The following was originally published on nlg.org June 10, 2020.
The NLG supports the #8toAbolition campaign, which builds on decades of work by Black feminist abolitionists to demand an end to policing and prisons, and community investment that prioritizes the lives and safety of Black people. 8 to Abolition was created by BIPOC police and prison abolitionists as a response to the reformist changes of the #8CantWait campaign, that merely seek to reduce, instead of eliminate, continuing police violence against Black people.
As the 8 To Abolition website states: “As police and prison abolitionists, we believe that this campaign is dangerous and irresponsible, offering a slate of reforms that have already been tried and failed, that mislead a public newly invigorated to the possibilities of police and prison abolition, and that do not reflect the needs of criminalized communities… Abolition can’t wait.”

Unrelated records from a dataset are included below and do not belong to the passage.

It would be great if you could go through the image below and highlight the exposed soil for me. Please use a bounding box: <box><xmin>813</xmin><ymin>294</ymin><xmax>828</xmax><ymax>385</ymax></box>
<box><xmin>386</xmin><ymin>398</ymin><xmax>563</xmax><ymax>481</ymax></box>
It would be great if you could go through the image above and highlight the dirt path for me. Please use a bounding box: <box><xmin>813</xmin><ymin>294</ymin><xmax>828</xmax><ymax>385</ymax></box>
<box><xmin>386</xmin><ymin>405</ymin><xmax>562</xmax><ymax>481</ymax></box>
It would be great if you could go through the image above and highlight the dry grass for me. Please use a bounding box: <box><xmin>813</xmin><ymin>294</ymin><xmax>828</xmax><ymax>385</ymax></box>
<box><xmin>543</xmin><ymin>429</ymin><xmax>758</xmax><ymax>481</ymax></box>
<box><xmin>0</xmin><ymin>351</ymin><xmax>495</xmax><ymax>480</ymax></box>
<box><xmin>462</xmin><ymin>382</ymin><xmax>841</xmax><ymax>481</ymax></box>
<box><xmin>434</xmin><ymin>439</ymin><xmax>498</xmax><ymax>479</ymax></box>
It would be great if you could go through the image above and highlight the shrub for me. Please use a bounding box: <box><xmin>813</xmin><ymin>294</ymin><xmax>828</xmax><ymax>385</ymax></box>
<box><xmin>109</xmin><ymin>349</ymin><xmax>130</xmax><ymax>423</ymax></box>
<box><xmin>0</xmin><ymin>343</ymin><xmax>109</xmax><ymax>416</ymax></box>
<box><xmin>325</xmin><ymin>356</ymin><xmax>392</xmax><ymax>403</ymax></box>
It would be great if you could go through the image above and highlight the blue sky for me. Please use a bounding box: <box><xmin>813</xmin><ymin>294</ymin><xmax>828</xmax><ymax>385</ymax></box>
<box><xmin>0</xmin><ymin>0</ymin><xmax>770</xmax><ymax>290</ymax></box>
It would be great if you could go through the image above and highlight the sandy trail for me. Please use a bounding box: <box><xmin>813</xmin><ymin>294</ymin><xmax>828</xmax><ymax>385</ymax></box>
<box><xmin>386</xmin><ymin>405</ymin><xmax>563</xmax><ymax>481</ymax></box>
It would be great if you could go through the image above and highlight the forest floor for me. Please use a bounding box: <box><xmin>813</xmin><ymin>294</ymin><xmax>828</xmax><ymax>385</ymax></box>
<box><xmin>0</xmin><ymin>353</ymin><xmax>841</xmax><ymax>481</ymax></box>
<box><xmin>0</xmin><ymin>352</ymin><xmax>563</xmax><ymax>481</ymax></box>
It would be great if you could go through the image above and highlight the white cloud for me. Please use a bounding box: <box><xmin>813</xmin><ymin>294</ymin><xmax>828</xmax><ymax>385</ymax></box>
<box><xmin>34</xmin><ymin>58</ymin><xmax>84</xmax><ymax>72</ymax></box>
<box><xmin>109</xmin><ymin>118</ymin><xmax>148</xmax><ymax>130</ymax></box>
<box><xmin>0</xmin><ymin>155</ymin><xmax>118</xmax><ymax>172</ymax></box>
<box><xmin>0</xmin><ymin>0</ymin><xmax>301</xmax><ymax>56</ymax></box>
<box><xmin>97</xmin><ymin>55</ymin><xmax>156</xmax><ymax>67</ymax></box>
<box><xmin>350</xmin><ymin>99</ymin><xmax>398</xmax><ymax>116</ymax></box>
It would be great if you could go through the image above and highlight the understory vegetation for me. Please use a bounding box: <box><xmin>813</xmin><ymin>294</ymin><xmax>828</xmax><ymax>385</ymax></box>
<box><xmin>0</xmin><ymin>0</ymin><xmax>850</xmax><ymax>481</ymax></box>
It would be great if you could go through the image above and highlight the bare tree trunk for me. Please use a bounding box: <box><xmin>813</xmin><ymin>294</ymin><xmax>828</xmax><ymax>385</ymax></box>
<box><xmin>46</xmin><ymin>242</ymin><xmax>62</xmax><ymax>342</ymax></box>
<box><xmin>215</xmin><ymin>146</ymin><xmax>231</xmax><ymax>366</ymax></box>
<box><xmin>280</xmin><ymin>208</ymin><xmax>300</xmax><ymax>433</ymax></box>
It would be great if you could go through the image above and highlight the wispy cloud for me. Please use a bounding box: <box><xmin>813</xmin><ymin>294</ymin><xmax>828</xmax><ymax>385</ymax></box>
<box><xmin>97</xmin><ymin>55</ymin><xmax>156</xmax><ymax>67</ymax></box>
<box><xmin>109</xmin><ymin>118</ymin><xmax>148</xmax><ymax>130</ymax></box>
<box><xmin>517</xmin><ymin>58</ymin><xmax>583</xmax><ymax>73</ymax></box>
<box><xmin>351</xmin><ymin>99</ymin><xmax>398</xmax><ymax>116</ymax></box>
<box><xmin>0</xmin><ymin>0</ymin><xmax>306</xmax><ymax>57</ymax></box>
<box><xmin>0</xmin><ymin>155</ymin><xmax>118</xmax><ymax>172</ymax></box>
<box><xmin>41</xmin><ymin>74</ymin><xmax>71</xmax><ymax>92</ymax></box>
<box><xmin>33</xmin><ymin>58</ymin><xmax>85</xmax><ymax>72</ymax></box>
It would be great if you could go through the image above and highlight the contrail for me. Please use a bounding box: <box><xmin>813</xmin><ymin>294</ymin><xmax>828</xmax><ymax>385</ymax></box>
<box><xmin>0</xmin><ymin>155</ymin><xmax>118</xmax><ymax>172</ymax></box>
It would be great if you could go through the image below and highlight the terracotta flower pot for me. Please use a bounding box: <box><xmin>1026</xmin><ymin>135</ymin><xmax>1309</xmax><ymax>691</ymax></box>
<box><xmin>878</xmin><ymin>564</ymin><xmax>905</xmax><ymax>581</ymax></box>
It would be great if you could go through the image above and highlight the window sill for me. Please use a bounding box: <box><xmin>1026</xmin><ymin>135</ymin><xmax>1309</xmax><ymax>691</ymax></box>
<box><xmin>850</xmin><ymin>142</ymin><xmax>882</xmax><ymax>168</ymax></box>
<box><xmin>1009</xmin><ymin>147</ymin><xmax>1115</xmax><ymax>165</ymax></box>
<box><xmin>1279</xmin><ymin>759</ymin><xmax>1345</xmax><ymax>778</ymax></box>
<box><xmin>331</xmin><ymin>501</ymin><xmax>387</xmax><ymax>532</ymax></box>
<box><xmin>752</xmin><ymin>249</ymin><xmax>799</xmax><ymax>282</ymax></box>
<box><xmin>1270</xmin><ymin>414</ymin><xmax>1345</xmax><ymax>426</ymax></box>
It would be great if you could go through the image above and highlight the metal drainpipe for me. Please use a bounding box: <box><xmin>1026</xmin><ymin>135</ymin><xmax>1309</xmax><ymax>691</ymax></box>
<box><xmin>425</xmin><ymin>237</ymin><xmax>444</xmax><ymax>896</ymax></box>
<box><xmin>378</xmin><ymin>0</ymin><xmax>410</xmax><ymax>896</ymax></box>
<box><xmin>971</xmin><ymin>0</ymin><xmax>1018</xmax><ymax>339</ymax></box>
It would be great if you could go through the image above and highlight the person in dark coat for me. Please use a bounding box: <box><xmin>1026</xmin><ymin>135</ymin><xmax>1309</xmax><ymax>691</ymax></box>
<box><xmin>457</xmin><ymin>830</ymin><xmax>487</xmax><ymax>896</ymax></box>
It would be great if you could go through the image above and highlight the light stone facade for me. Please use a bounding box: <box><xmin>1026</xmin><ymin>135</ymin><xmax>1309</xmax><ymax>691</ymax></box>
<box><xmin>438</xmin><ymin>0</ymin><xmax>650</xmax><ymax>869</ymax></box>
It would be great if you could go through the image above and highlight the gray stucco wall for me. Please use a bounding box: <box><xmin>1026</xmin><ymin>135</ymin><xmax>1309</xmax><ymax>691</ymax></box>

The NLG supports the eight demands of the 8 to Abolition campaign:
- Defund the Police
- Demilitarize Communities
- Remove Police from Schools
- Free People from Prisons and Jails
- Repeal Laws that Criminalize Survival
- Invest in Community Self-Governance
- Provide Safe Housing for Everyone
- Invest in Care Not Cops
The NLG is an explicitly abolitionist organization. In 2015, the NLG passed a resolution that calls for the “dismantling and abolition of all prisons and of all aspects of systems and institutions that support, condone, create, fill, or protect prisons.” The NLG understands that reforms are not enough and the principles of 8 to Abolition are consistent with the those that have been adopted by Guild membership.
“The carceral state builds on this country’s history of slavery and colonization and is intrinsically intertwined to all systems where people are held against their will through coercion, force, or threat of force. As such, we call for the abolition not just of prisons and jails, but also police lockups, juvenile detention facilities, immigration detention facilities, and hospitals or nursing homes where people are held against their will,” said NLG Executive Director Pooja Gehi.
8 to Abolition also acknowledges that abolition is a disability issue. “Half of the people killed by police are disabled. The intersection of Blackness and disability means that Black disabled people are especially likely to be victims of state violence, including through police, incarceration, mental health facilities, and other institutions,” NLG Disability Justice Committee co-chair Katie Tastrom said.
The NLG is grateful for the work of the 8 to Abolition authors and the Black feminist abolitionists who paved the way for this moment and who continue to lead the police and prison abolition movement.